# Can't get microphone to work...



## Eskapism (Oct 2, 2010)

I've recently installed Ubuntu 11.10 with Wubi and I have been trying to setup Skype on it but only my webcam microphone seems to work...

I have the Xonar DG 5.1 Sound Card and it's detected by Linux and I can play audio on it but the mic just doesn't want to work >.<

If it makes a difference, I've got a speaker system plugged into my onboard sound as well which I'm using as default sound for the time being.

Any ideas how I could get my microphone to work guys? Any help appreciated.


----------



## Zarnak (Jan 24, 2012)

First of all. Have you confirmed that the microphone is fully functional?
Secondly. Have you chosen what microphone Skype actually should use?

You can access the options by pressing ctrl + o, microphone options are found under the Sound Devices button.


----------



## Eskapism (Oct 2, 2010)

Well my microphone is working absolutely fine in Windows 7, I'm using it right now on Skype.

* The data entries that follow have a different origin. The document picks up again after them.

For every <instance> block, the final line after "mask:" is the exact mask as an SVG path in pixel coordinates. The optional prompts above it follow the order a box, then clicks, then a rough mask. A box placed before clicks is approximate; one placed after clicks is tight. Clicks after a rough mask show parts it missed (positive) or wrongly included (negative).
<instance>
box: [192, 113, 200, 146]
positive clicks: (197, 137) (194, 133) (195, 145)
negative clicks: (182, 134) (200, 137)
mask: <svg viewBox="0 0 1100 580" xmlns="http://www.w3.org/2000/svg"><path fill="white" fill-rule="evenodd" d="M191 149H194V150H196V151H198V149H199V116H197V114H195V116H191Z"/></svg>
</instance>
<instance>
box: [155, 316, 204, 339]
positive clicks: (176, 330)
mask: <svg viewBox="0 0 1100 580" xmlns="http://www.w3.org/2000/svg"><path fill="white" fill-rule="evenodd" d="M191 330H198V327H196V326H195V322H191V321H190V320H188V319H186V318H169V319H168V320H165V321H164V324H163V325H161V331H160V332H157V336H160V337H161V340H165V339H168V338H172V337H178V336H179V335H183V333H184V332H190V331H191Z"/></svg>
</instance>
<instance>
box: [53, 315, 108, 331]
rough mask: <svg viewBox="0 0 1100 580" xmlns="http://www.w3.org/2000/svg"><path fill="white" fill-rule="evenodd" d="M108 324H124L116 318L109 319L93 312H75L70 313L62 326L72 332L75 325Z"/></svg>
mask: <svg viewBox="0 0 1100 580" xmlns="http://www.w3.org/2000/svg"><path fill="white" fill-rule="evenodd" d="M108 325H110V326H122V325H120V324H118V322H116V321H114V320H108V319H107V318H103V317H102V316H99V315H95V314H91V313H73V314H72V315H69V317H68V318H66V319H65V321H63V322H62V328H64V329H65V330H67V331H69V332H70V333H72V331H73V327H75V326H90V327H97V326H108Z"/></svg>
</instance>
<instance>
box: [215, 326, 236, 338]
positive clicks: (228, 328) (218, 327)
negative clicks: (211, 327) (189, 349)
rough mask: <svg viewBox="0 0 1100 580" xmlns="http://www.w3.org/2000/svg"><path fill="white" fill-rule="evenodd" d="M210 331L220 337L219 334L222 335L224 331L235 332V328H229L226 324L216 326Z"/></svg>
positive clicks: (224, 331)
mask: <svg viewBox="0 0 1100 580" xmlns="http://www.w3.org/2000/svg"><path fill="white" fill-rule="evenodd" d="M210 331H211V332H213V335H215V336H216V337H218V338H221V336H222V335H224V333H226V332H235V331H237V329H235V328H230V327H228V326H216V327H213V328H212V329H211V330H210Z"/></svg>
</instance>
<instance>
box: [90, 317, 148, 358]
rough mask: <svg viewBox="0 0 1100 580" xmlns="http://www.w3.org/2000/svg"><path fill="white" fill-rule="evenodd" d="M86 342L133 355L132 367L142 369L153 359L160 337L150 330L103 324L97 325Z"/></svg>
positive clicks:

But when I'm on Skype in Ubuntu the audio options only lets me select PulseAudio, not my soundcard or anything...


----------



## Zarnak (Jan 24, 2012)

If you disconnect the webcam. Do you still not get the microphone to work?

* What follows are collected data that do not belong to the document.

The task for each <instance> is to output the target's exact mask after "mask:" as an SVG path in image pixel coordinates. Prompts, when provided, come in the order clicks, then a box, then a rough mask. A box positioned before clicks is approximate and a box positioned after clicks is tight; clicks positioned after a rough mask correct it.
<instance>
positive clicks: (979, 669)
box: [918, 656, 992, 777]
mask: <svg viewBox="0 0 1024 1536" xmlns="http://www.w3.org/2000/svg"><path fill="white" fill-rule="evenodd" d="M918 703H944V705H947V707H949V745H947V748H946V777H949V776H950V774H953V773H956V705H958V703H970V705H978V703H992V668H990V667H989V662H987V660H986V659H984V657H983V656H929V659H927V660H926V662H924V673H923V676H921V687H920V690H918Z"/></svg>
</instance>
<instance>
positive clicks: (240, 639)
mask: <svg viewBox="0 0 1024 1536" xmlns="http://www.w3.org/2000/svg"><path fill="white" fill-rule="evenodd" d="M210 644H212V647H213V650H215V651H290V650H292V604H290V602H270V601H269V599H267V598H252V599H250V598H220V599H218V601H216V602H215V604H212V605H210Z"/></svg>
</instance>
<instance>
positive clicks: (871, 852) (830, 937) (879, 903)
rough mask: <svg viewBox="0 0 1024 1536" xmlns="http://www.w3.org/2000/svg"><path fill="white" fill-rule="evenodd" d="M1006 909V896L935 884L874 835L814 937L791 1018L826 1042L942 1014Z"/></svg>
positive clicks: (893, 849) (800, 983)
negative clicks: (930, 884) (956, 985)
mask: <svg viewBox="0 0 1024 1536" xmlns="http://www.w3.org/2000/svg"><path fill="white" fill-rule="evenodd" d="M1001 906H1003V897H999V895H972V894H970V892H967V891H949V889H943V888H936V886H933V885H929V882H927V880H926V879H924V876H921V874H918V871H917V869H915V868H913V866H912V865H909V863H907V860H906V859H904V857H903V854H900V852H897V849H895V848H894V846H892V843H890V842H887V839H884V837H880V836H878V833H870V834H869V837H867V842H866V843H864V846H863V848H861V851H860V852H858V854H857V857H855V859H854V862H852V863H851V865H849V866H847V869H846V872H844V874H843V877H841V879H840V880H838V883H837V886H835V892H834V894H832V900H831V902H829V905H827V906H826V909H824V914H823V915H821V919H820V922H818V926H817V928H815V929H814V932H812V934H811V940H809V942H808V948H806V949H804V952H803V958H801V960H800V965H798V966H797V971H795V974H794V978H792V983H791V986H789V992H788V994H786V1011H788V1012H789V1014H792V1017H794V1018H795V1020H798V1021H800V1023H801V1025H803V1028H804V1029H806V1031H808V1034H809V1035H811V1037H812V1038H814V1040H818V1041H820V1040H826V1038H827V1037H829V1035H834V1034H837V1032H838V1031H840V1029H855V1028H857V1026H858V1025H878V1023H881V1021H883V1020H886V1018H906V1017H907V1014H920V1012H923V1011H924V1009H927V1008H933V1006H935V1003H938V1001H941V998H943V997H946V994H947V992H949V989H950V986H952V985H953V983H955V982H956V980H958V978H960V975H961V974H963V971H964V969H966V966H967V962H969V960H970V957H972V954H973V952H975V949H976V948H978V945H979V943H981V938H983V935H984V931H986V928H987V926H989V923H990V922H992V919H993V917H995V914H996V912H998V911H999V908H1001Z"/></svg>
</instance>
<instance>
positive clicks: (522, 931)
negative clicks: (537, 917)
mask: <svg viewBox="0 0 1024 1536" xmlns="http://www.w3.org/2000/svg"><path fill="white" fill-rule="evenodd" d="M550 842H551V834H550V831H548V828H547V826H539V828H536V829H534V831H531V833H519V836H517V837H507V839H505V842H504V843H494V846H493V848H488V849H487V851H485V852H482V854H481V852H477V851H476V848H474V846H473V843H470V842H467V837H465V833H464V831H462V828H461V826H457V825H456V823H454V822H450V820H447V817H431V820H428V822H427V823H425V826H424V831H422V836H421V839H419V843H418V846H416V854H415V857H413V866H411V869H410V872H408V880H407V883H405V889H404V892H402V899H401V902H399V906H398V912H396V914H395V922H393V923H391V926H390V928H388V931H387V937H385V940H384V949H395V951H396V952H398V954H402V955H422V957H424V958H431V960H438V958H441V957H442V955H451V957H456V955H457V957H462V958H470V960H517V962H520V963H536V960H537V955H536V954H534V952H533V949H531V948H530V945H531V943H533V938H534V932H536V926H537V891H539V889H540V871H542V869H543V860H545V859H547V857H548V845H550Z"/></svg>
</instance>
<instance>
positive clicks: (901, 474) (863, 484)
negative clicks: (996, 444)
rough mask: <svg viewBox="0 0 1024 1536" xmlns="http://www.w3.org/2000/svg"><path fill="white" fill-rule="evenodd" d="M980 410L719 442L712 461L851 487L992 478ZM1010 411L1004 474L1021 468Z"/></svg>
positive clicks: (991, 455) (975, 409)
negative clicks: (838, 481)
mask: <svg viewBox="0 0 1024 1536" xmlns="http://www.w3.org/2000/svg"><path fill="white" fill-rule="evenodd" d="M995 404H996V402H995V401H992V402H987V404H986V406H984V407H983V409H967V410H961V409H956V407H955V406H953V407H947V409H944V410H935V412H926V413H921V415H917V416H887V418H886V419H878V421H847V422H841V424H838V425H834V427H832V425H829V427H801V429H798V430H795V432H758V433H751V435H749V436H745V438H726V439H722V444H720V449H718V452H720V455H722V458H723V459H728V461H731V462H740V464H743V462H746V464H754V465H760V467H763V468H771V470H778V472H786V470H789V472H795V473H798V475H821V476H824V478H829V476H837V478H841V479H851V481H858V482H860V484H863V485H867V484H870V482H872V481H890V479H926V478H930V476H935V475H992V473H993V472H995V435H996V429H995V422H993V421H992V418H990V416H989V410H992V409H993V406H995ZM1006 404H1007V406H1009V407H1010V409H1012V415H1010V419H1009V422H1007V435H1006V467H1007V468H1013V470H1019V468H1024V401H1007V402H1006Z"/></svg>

If you connect the microphone to your PC do you get an entry in /var/log/dmesg ? Use the following command in the terminal to check it out.



> dmesg


----------



## Eskapism (Oct 2, 2010)

My microphone still doesn't work if I unplug the webcam sadly 

Also, that command isn't found? I'm guessing I'll have to install something?

Edit: I tried it with sudo and it seems to work.

I ran the command before and after pluggin the mic into the rear audio port and I don't think there was any change in the log D:

The microphone is part of the SteelSeries Siberia v2 Headset that I use btw.


----------



## Zarnak (Jan 24, 2012)

Doing some research a the moment. Currently installing Ubuntu 11.10 to try to replicate your problem.
I'll get back to you soon.

EDIT : Use Sound Recorder (Native ubuntu application) to see if the operating system actually records any sound.
I've also found out that PulseAudio is very limited in their microphone support and that it is recommended to use ALSA instead. I'll post 
ALSA installation issues as soon as I can.

EDIT : When I tried it at home I don't even get to pick PulseAudio as an option. You might be missing some drivers for your motherboards internal sound module as well as your sound card.
I'll keep experimenting though. 

If someone who is more experienced wants to help. Feel free. ^^


----------



## Eskapism (Oct 2, 2010)

I tried the sound recorder, with webcam unplugged, and nothing was recorded 

I installed GNOME ALSA Mixer two days ago but I don't really know what I'm doing with it haha

As for my motherboard it's an Gigabyte M68M-S2P so I'll try and find some drivers for it. My Xonar DG sound card should apparently work fine with Linux, but it's only microphone that doesn't I guess 

Appreciate the help you're giving me man


----------



## Zarnak (Jan 24, 2012)

Well. The ALSA mixer is only a mixer. No drivers or anything like that whatsoever. (From what I can gather).

Unfortunately I still haven't found a solution.


----------



## DVOM (Jun 21, 2002)

I've had problems with the mic in linux, however the actual problem wasn't that the mic wasn't working but that the volume was set to the minimum or it was muted.

In my install of ubuntu 11.10 I left click the volume control and select "sound settings" then in "select controls" put a check in "master" and in "microphone". That should give you the ability to adjust the volume on the mic.

On other linux distros I've had to install a different mixer to give me a GUI to adjust the mic volume.


----------



## Zarnak (Jan 24, 2012)

Sorry for a late answer.
I have found nothing as of yet. Although I have tried installing ubuntu 11,10 on two computers with different hardware both of them got other options than AudioPulse by default in Skype.

I saw two Skype-entries in the package manager however. Maybe one of them is a "correct" one? (or it might just have been a bug or something).


----------